The European Commission, together with the International Labour Organization (ILO), the European Training Foundation (ETF), and representatives from the Western Balkans launched the preparation of Youth Guarantee Implementation Plans and the Technical Assistance Facility to support this process in October 2021. The declaration also recognised the importance of involving international partners and donors in the process to ensure effective coordination of cooperation efforts.

The Youth Guarantee is an outcome based structural reform for which the means of implementation can vary across countries and regions taking into account the needs of the local labour market. Under the Technical Assistance Facility, the relevant authorities and stakeholders from the Western Balkans will receive support from the ILO and the ETF for designing Youth Guarantee schemes.

The ETF supports the implementation by providing policy advice and guidance on major components of the Guarantee, such as skills development implications of transition from school to work. A series of events to support the process have also begun focusing on the role of public private partnerships and the recent event on the validation of non-formal and informal learning in April 2022.

The ETF is also supporting progress monitoring of the scheme with a wider aim of developing system level monitoring and evaluation of youth-centred programmes within each country, be it activation, training, employment, or entrepreneurship support.

Incentives for youth start-ups are an example of the subsidised employment offers which can be made available under the Youth Guarantee scheme. An ETF study on youth potential in South Eastern Europe and Turkey draws attention to the need for improved public and private training provision in all ETF partner countries by closely following the needs of learners and where they are on their entrepreneurial journeys and providing additional support through peer-to-peer learning and coaching.

The study also points to challenges in reaching out to the young people most in need, but that progress has been made in the capacities of public employment services in the region to engage with and support young people. Greater interinstitutional coordination of policy and programmes aimed at improving the overall situation of young people in a multifaceted approach (education, health, employment, welfare, housing, and civic participation) is required.
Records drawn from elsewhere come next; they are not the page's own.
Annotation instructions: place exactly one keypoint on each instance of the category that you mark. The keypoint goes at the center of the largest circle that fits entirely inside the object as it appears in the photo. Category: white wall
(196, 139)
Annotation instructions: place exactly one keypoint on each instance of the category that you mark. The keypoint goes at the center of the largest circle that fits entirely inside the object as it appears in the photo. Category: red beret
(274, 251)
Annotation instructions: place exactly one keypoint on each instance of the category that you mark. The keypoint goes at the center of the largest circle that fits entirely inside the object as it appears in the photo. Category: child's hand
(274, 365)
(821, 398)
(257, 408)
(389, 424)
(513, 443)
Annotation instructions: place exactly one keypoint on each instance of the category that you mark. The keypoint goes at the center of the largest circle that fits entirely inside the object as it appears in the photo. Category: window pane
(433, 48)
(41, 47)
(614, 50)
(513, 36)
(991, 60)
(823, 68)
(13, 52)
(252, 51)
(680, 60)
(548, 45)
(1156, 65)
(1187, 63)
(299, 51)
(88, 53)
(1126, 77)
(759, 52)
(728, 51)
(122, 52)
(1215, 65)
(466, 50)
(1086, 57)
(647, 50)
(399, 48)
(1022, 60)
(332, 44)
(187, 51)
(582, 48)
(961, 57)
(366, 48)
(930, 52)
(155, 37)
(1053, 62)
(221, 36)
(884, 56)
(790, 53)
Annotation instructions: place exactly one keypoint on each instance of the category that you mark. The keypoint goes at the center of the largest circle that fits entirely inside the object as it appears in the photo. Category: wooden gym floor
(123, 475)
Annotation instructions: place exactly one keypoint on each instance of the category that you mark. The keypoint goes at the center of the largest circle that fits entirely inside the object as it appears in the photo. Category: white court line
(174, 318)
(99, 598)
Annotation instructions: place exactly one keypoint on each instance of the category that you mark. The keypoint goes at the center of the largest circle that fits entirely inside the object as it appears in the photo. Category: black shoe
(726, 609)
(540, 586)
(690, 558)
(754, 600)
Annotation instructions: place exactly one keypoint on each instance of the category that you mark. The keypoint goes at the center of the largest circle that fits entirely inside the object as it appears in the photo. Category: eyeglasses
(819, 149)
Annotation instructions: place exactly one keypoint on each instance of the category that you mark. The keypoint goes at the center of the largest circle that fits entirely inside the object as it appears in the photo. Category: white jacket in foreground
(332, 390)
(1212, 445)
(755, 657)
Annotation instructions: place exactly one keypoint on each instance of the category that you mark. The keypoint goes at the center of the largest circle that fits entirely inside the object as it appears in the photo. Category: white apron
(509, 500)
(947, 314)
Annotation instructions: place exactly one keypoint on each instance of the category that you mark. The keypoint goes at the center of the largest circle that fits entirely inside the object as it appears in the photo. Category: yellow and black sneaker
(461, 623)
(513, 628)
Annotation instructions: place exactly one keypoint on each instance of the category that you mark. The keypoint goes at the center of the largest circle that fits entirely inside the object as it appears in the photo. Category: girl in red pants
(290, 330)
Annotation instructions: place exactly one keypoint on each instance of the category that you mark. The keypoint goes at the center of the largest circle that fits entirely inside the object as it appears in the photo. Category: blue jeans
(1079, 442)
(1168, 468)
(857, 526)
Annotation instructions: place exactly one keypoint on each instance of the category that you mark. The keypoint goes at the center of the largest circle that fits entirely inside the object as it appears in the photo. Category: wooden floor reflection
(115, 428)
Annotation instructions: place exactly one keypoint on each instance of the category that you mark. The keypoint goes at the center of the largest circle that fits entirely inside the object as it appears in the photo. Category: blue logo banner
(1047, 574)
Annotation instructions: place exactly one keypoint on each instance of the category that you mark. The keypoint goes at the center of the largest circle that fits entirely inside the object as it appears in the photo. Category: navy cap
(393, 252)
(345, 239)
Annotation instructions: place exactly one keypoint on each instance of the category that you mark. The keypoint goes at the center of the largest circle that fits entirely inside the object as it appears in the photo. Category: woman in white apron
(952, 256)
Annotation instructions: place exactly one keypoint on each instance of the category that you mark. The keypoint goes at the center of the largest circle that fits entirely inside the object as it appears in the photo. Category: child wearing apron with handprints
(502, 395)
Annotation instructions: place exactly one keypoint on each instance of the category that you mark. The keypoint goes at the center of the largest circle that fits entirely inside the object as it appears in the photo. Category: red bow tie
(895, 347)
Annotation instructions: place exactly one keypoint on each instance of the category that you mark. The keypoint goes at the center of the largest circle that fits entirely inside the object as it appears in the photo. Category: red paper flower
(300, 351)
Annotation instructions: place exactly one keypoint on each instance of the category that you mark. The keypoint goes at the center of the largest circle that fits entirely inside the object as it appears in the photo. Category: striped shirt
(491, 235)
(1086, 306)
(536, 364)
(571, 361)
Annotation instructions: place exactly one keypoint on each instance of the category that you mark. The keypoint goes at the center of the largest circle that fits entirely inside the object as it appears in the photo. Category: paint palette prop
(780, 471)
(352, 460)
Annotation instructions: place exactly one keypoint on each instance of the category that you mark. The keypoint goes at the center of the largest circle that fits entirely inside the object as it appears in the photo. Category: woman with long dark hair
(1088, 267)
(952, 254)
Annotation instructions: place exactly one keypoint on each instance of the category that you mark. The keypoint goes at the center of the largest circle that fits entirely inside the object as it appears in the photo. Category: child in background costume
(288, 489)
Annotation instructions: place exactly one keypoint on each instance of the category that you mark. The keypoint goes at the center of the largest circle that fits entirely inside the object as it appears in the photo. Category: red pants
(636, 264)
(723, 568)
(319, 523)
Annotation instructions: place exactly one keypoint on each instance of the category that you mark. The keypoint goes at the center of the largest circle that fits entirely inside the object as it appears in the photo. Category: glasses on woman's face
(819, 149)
The Youth Guarantee is strongly anchored in the EU funding instruments such as the Instrument for Pre-accession Assistance (IPA) at country and regional levels which covers all youth policy (education and training, employment, health or culture). Promoting youth mobility for study, experience or peer exchange via Erasmus+  - in which ETF partner countries are eligible to participate - has proved successful in building up young people’s chances of finding a job, learning new skills and enhancing cross-country youth cooperation.